This command will remove the versions mentioned in the brackets. I didn’t include versions 25, 26 and 28 because of the following reasons:

  • Didn’t include 26 obviously because that is the kernel version you are currently running! That’s the version we got from the command uname -r, remember? We never want to remove that!
  • Didn’t include 28 because that’s the one that your upgrade was trying to upgrade to (you can tell that from the iF status next it, meaning that it’s “half configured”).
  • Didn’t include 25 because it is usually good practice to leave at least one old version. So since you’re running 26, we’ll keep 25, so we won’t include it in the command above.

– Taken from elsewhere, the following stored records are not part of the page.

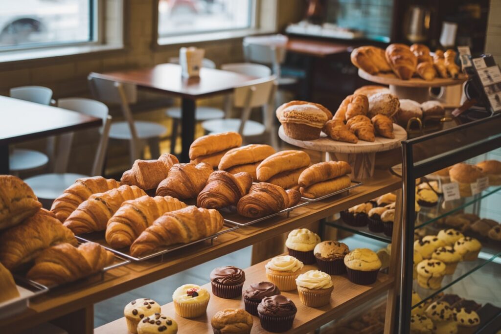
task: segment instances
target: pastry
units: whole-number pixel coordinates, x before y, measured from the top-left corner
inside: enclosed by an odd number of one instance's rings
[[[315,263],[313,249],[320,242],[320,237],[307,228],[293,230],[285,241],[289,254],[305,264]]]
[[[114,258],[111,252],[96,242],[86,242],[78,247],[60,243],[42,251],[26,276],[51,286],[99,272],[113,263]]]
[[[332,279],[328,273],[320,270],[308,270],[296,279],[299,300],[310,307],[320,307],[331,301],[334,289]]]
[[[93,194],[102,193],[120,186],[120,182],[102,176],[77,180],[52,203],[51,211],[61,222],[64,222],[78,206]]]
[[[179,199],[194,198],[198,195],[213,171],[205,163],[176,164],[171,168],[167,178],[161,182],[157,196],[170,196]]]
[[[299,140],[318,139],[325,122],[332,118],[332,114],[323,106],[301,101],[283,104],[276,114],[285,134]]]
[[[245,273],[236,267],[218,267],[210,272],[212,294],[220,298],[231,299],[242,294]]]
[[[129,247],[141,233],[166,212],[186,207],[186,205],[169,196],[143,196],[126,201],[106,225],[106,242],[114,248]]]
[[[30,186],[12,175],[0,175],[0,230],[20,223],[42,207]]]
[[[210,319],[214,334],[250,334],[253,320],[241,308],[225,308]]]
[[[106,224],[125,201],[145,196],[140,188],[124,185],[106,192],[94,194],[72,212],[64,225],[75,234],[106,229]]]
[[[142,256],[166,246],[188,243],[222,228],[222,216],[214,209],[188,206],[160,216],[130,246],[133,256]]]
[[[213,172],[207,184],[196,198],[196,205],[206,209],[221,209],[236,205],[252,185],[252,176],[248,173],[233,175],[223,170]]]

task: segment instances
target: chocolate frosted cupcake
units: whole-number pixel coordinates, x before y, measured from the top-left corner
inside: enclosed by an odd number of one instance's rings
[[[291,329],[297,311],[292,300],[281,294],[265,297],[258,306],[261,326],[274,333]]]
[[[313,250],[319,268],[329,275],[346,272],[344,257],[350,252],[346,244],[331,240],[322,241]]]
[[[253,315],[258,315],[258,305],[265,297],[280,294],[280,290],[271,282],[260,282],[250,284],[243,293],[245,310]]]
[[[242,293],[245,273],[236,267],[218,267],[210,272],[210,283],[214,295],[231,299]]]

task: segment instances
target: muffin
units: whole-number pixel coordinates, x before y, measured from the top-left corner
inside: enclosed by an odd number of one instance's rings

So if the last number in uname -r is 26 (or 28, or even 25), then it’s safe to run the above command. Enter your password when prompted, and type y when asked. This will show a bunch of lines, and will eventually go back to the command prompt (in your case, [email protected]:~$), hopefully without errors. When it’s done, do df -h and look at the last line, the one that starts with /dev/sda1. You should find that it now has more space, and that the percentage used is less than 100% like it was before. You can now proceed with your update again.

Kernel with Extra keyword

If you run the dpkg -l | grep linux-image, you see some kernel with extra keyword.

It contains extra drivers left out of the base kernel package; install it only if you need these drivers

Sometimes, a specific variant of the linux-image is slimmed down by removing the less common kernel modules (drivers). In this case, the linux-image-extra package simply contains all of the “extra” kernel modules which were left out.

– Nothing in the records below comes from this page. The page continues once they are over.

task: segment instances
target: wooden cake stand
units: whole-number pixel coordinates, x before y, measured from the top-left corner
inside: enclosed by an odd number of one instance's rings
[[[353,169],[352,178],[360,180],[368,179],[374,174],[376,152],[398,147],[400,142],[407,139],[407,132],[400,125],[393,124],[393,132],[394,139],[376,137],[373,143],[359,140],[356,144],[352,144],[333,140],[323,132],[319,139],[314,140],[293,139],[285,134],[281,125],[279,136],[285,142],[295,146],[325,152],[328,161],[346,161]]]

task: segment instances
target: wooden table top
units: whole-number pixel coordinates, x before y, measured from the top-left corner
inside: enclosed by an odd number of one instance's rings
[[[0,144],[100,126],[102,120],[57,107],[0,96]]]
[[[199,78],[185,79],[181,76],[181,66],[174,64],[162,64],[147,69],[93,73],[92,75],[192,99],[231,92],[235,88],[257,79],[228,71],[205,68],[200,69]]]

  • Officially, this only happens for the -virtual image; the most common hypervisors (Virtualbox, VMWare, Xen, KVM) emulate a well-defined and restricted set of hardware, so removing unnecessary drivers which increase the size of the kernel/initrd is a good idea. You can always get them back by installing the extras package.
  • The kernel team also appears to have adopted this method for some of the mainline-PPA -generic kernels; the reasoning and solution remain the same — if it looks like the base kernel image is missing a module you need, install extras.
  • As far as I know, the above approach has not been taken for the Quantal kernels — only -virtual is affected as usual.